Goodbye, Slow Inference Workloads. Hello, Improved Quantization Techniques.

Deep learning deployment on the edge for real-time inference can significantly reduce the cost of communicating with the cloud in terms of network bandwidth, network latency, and power consumption.

But there’s a flip side: Edge devices have limited memory, compute, and power. As a result, using the traditional 32-bits of floating-point precision is often too computationally heavy for embedded deep learning inference workloads.

The Intel® Distribution of OpenVINO™ toolkit offers a solution via INT8 quantization—deep learning inference with 8-bit multipliers.

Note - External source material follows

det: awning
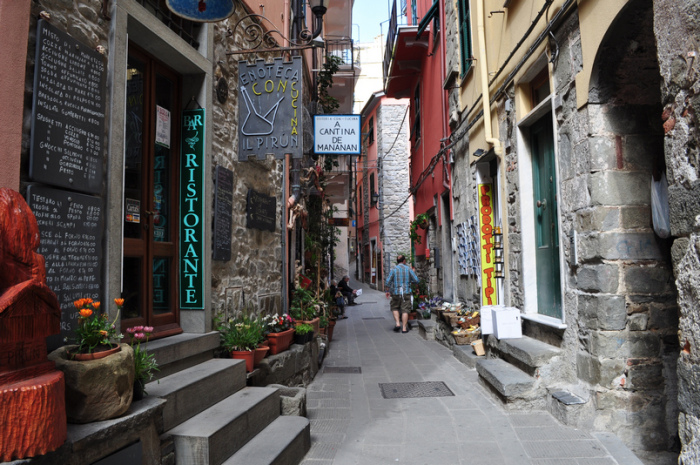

Join deep learning expert Alex Kozlov for a deeper dive into achieving better performance with less overhead on Intel® CPUs, GPUs, and VPUs using OpenVINO™ toolkit’s latest INT8 Calibration Tool and Runtime. He’ll cover:

  • New features such as asymmetric quantization, bias correction, and weight equalization to improve quality of inference workloads and lower precision
  • How to make best use of OpenVINO’s enhanced capabilities for your AI applications
  • Using INT8 to accelerate computation performance and save memory bandwidth and power, and provide better cache locality

Get the software
Download the latest version of Intel® Distribution of OpenVINO™ toolkit so you can follow along during the webinar.

More resources

Alexander Kozlov, Deep Learning R&D Engineer, Intel Corporation

Alexander is a Machine Learning/Deep Learning (ML/DL) Engineer at Intel with expertise in DL object detection architectures, Human Action Recognition approaches, and Neural Network compression techniques. Before Intel, he was a senior software engineer and researcher at Itseez (now acquired by Intel) where he worked on Computer VIsion algorithms for ADAS systems. Now Alexander focuses on deep learning neural network (DNN) compression methods and tools which allow getting more lightweight and hardware-friendly models. Alex holds a Master’s Degree from University of Nizhni Novgorod.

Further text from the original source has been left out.